Nosocomial or late-onset
sepsis is a common complication among premature infants, with a frequency inversely correlated with
birth weight. Increased susceptibility to
infection is due in part to an immature humoral (antibody-mediated) immune response. This study investigated the pharmacokinetics (PKs) and safety of a donor-selected specific
intravenous immune globulin (
IVIG) preparation,
INH-A21 (
Veronate), for prevention of
sepsis in premature infants. Thirty-six infants weighing between 500 and 1,250 g during the first postnatal week were eligible to begin a series of up to four
intravenous infusions of 500 or 750 mg/kg of
body weight INH-A21. Blood samples were analyzed for
antibodies against the Ser-Asp
dipeptide repeat G (SdrG) and clumping
factor A (ClfA)
surface proteins of staphylococci. Sparse sampling and population PK analyses were performed to derive PK parameters. Following administration of the 500- and 750-mg/kg doses, the estimated average steady-state levels of anti-ClfA were 6.1 U/ml and 9.2 U/ml, respectively, and those of anti-SdrG were 5.2 U/ml and 7.7 U/ml, respectively. The elimination half-lives for anti-ClfA and anti-SdrG were 719 h and 701 h, respectively, and the clearances were 0.18 ml/h and 0.21 ml/h, respectively.
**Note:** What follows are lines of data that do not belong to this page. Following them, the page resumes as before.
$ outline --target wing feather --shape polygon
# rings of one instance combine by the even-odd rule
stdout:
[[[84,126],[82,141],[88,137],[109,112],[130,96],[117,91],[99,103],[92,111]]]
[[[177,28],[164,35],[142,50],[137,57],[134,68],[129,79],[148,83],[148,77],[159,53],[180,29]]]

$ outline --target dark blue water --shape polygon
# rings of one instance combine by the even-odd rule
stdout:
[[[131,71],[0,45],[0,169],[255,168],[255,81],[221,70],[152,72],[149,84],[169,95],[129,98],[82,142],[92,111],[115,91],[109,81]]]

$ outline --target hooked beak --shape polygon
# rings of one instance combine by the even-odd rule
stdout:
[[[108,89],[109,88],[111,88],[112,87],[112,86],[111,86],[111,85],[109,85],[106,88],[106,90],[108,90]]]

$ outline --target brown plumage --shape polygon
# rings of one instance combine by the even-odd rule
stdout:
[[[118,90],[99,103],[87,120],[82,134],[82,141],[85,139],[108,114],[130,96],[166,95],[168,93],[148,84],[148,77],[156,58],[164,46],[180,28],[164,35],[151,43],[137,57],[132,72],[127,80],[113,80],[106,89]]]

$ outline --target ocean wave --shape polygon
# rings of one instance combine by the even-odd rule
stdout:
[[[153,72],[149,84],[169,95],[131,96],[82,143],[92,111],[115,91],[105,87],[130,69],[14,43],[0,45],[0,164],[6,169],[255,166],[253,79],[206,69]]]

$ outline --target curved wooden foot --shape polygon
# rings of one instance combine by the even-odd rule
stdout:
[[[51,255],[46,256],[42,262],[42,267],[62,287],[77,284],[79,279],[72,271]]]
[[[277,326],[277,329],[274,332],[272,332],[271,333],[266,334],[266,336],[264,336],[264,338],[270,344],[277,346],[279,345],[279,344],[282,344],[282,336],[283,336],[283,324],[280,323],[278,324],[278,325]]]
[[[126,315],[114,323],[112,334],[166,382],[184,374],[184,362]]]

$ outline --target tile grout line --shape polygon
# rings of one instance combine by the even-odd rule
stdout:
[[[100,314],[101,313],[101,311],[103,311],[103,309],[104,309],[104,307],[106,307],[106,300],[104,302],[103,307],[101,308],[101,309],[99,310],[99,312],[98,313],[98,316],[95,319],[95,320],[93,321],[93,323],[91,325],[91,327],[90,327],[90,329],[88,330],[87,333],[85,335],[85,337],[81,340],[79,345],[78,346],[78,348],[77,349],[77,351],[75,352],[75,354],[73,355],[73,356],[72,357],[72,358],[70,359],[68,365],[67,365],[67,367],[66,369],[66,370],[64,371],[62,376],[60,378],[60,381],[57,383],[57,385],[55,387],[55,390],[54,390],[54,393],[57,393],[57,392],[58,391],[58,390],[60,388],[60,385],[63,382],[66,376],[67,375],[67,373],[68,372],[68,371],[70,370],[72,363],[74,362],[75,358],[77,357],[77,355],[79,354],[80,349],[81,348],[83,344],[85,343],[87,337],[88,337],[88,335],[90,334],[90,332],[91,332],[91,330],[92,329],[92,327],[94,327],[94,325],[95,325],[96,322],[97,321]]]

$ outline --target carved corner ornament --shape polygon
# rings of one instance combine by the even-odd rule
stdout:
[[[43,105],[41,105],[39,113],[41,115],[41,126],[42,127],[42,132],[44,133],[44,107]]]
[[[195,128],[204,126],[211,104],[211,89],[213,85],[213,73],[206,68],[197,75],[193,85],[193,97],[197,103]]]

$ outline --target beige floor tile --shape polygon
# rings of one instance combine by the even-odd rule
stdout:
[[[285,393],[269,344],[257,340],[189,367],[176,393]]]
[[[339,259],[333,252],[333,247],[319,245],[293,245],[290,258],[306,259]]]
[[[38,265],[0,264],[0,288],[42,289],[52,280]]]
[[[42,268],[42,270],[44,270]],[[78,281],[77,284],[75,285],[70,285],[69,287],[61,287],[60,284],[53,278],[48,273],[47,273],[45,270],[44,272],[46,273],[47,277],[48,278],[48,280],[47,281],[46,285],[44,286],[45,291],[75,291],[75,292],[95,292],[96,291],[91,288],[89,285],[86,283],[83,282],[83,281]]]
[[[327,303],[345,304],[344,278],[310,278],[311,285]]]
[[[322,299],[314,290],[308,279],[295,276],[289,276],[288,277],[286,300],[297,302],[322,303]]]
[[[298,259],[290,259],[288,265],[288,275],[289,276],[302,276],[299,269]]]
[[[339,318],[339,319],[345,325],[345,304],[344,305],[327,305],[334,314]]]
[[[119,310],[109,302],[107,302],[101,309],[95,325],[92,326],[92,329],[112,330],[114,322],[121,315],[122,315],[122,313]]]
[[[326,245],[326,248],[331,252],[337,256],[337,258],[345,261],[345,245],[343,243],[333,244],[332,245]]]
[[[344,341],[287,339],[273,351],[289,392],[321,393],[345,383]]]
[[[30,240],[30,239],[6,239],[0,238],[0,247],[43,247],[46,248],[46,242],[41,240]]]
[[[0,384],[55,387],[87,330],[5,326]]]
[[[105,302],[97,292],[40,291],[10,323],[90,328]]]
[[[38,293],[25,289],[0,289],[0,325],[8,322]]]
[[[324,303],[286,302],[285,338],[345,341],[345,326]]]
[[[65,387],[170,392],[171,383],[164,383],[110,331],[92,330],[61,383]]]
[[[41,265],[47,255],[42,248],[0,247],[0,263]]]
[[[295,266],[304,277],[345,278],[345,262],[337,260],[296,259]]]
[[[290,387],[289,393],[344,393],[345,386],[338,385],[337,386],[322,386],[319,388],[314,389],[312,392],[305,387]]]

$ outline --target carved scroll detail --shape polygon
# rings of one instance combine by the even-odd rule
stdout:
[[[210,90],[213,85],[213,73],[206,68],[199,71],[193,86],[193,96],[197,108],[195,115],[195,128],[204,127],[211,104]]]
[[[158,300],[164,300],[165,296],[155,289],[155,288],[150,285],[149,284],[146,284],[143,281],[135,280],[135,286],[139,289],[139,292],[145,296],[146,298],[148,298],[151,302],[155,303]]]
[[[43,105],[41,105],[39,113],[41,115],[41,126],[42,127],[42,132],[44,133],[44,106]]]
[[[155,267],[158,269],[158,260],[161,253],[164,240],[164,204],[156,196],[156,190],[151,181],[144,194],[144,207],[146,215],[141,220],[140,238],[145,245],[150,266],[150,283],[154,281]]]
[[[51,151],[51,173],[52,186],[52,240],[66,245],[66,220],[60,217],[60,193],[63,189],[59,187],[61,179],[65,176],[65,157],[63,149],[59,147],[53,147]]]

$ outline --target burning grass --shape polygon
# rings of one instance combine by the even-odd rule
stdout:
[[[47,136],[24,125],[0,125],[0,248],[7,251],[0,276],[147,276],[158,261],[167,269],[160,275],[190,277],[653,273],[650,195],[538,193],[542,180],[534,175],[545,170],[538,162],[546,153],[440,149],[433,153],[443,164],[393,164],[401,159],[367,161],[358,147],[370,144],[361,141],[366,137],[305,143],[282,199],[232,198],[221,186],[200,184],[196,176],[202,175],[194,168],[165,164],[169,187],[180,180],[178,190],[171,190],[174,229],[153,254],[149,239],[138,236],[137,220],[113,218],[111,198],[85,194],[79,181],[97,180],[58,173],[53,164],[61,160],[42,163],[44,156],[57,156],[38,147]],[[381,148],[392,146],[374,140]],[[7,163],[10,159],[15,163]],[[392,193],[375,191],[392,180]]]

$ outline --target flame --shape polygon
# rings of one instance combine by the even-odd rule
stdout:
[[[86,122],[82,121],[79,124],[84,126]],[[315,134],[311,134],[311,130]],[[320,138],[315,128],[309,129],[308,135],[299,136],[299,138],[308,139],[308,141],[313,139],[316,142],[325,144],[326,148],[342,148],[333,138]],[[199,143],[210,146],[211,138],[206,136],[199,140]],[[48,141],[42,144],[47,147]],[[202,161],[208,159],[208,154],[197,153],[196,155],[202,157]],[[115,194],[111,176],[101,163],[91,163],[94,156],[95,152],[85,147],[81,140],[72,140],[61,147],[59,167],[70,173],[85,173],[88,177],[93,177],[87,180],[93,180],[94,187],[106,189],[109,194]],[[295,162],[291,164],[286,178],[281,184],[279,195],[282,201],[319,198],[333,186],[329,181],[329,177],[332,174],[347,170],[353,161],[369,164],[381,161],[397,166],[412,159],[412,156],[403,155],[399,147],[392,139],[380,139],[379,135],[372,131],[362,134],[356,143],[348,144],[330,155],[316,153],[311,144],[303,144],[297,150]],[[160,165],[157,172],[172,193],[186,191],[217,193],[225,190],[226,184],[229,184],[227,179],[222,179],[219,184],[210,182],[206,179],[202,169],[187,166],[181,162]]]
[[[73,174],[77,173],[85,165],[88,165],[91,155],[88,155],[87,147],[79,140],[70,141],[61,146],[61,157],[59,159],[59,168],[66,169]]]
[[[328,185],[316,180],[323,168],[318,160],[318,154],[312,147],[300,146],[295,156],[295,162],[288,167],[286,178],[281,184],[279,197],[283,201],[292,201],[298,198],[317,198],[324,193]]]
In the final model, the values of the PK parameters were independent of gestational age. Both doses of
INH-A21 were well tolerated, and the safety profile was similar to those of other
IVIG preparations. These results suggest that a shorter dosing interval should be utilized between the first and second doses to achieve and maintain higher titers of anti-ClfA and anti-SdrG
antibodies. Further studies examining
INH-A21 for the prevention of late-onset
sepsis in infants within the weight range studied are warranted.